An Iranian customer speaks with a bank clerk at the Export Development Bank of Iran in the capital Tehran on July 27, 2015. AFP PHOTO / BEHROUZ MEHRI

Official data released by Iran's major trading partners, including China, show the continuing widespread impact of U.S. government sanctions on Tehran's foreign trade and the significant decline in Iranian exports to these countries in the first nine months of 2020.

China Customs released its nine-month trade report on Sunday, October 25. It shows that Tehran's exports to Beijing dropped more than 58 percent compared with 2019, falling to $4.7 billion.

Meanwhile, China's exports to Iran also fell by more than 8 percent to $6.6 billion.

Therefore, China's exports to Iran are $2 billion more than its imports from the country.

Statistics from other major foreign trade partners of Iran also show that their trade balance with Iran has changed by a significant margin for the first time.

SEE ALSO: China's Imports From Iran The Lowest In A Decade

China Customs says it bought an average of 167,000 barrels of crude oil per day from Iran in September, up 25 percent from the same period in 2019.

But the average daily import of Chinese oil from Iran in the first nine months of 2020 was about 79,000 barrels, which is 78 percent less than the same period last year.

Before the U.S. sanctions, China received about 700,000 barrels of oil a day from Iran.

The significant drop in Chinese oil imports from Iran comes as Beijing increased its oil imports from the United States by 7.5 times in September. The average Chinese oil imports from the United States in the first nine months of 2020 more than doubled compared to the same period last year.

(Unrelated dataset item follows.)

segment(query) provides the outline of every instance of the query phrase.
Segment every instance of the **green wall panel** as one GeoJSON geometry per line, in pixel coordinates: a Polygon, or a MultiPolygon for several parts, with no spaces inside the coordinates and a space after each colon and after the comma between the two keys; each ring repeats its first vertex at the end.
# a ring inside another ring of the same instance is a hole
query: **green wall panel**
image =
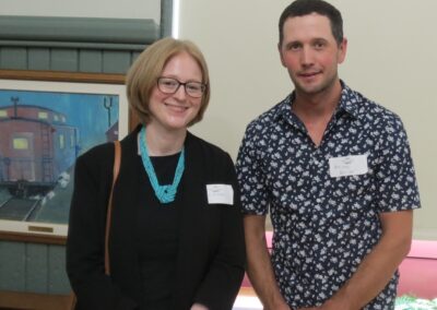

Over the past few months, authorities in Iran have been promoting a draft of another 25-year agreement with China to turn Beijing into Tehran's strategic partner.

Discussion over the agreement's endorsement has been going on since 2015, while the Chinese party has not yet published its version of the draft. Beijing has so far preferred to avoid any official comment on the draft publicized by Tehran.

In recent months, both inside and outside Iran, some critics of President Rouhani's government and opponents of Iran have expressed concern over the agreement's purpose and nature.

But despite the Iranian government's propaganda and efforts to increase economic and strategic exchanges between the two countries, available data shows a significant drop in Tehran-Beijing trade activities.

Furthermore, activists affiliated with the Iranian Chamber of Commerce have reported that few Chinese banks cooperate with Iranian businesspeople. In recent months, following an increase in the Financial Action Task Force's (FATF) warnings about the dangers of money-laundering through trade with Iran, the Chinese banks have become more reluctant to do business with Iranian clients.

India, South Korea, Japan, Iraq, and the United Arab Emirates (UAE) were Iran's most important Asian trading partners in the pre-sanctions' era.

For the past nine months, the Indian government's data show that New Delhi's imports from Iran have fallen by about 95 percent from the same period in 2019.

India's imports from Iran in the first nine months of last year were more than $3.2 billion, falling below $190 million in the same period this year.

The figure for South Korea fell from $2.1 billion to below $7.5 million, and for Japan from $1.2 billion down to less than $25 million.

Thus, Iran's exports to the three countries have fallen from $6.5 billion in the first nine months of last year to $221 million in the same period this year, an almost thirty-fold drop.

Iraq and the UAE have not yet released their foreign trade reports this year. Still, Iranian customs statistics show that the country's non-oil exports, gasoline included, to Iraq fell by more than 36 percent in the first six months of this year to less than $3 billion.

Still, Iran's exports to the UAE have increased by almost 1.5 percent to $1.9 billion.

Iran's major Western partners are Turkey and the European Union. None of them have published a nine-month report so far. But the Turkish Statistics Center's eight-month report shows that the country's imports from Iran during this period reached about $697 million, while in the first eight months of 2019, it was more than $3.1 billion.

EU statistics show that imports of its 27 members from Iran in the first eight months of 2020 amounted to 495 million euros, an increase of 7.6 percent over the same period last year, but compared with the first eight months of 2018 shows a sixteen-fold decrease.

In the first eight months of 2018, Iran exported more than eight billion euros (about $9.4 billion) to the European Union's 27 members.